Evaluer le poids du traitement antirétroviral

Traitements

publié le 1er décembre 2005

Cela paraît une évidence de dire que le traitement de l’infection à VIH a beaucoup évolué depuis presque dix ans que nous disposons de médicaments réellement efficaces.

Au fur et à mesure de la mise à disposition de traitements plus simples, mieux tolérés, actifs en une prise par jour, et de la connaissance plus précise de toutes ces molécules, on en est arrivé à parler “d’allègement” du traitement, même si ce terme n’est pas forcément adéquat.

À l’inverse, une meilleure prise en charge des situations d’échec conduit à ne pas hésiter à “alourdir” le traitement par rapport à une trithérapie classique, pour donner au patient le maximum de chances de parvenir à une charge virale indétectable.

Alléger...

Ce terme ne signifie pas obligatoirement diminuer le nombre de médicaments actifs. Les prises en charge thérapeutiques qui ne font appel qu’à un ou deux médicaments (beaucoup plus actifs que ceux dont on disposait autrefois) sont au stade des essais cliniques et ne font en aucun cas partie des recommandations actuelles.

Faisons un petit tour d’horizon des simplifications de traitement qui sont d’actualité :
- une forme pharmaceutique utilisant un principe actif connu, mais nettement plus facile d’utilisation : c’est le cas du Sustiva® en un seul comprimé de 600 mg, de l’Épivir® en une seule prise de 300 mg, de l’amprénavir devenu fosamprénavir (deux fois un comprimé par jour plus Norvir® comme boost [1] associé), de la nouvelle formulation d’Invirase® (saquinavir) qui le fait passer de dix gélules à 4 comprimés par jour ; l’an prochain sera disponible Kaletra® nouvelle formulation (procédé Meltrex), qui sera administré en quatre comprimés par jour, sans nécessité de le conserver au froid, au lieu de six gélules actuellement, avec “en prime”, vraisemblablement, une meilleure tolérance digestive.

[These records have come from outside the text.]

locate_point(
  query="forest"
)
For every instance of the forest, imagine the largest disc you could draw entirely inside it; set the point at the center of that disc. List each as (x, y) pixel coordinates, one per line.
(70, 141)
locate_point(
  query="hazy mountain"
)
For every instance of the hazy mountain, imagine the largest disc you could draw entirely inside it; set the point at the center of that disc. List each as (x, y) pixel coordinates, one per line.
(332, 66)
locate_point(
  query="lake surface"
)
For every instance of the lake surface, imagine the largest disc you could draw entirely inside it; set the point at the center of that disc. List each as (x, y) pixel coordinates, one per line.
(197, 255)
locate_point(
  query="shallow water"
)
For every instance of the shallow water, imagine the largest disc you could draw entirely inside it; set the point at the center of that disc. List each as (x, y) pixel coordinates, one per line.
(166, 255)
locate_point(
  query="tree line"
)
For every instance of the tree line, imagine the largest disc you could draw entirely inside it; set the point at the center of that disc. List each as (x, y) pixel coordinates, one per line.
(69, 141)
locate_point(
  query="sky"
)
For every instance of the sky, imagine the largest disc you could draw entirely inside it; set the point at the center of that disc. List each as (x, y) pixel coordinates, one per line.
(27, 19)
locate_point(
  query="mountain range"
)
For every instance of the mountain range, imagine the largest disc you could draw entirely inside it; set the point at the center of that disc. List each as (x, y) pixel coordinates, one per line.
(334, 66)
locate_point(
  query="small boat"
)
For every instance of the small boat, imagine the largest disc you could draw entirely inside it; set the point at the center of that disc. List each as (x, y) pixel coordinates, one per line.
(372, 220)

Les études d’allègement proprement dit donnent des résultats mitigés. Citons en quelques-unes.

L’étude NEFA a constitué à remplacer, chez 460 patients bien équilibrés par une association classique (deux inhibiteurs nucléosidiques et une antiprotéase boostée), l’antiprotéase par un non-nuléosidique (Sustiva® ou Viramune®) ou par un troisième nucléosidique (Ziagen®). Vingt-neuf patients se sont retrouvés en situation d’échec thérapeutique, mais il s’agissait surtout de personnes qui avaient été traitées auparavant par une monothérapie ou une bithérapie d’inhibiteurs nucléosidiques ; 21 sur 29 avaient un virus présentant des mutations TAMs [2]. Dans l’étude TRIZAL, 209 patients ayant une charge virale indétectable sous trithérapie classique ont été randomisés [3] en un groupe poursuivant le traitement inchangé, et un groupe traité par Trizivir® (association de trois nucléosidiques, administrée en deux comprimés par jour).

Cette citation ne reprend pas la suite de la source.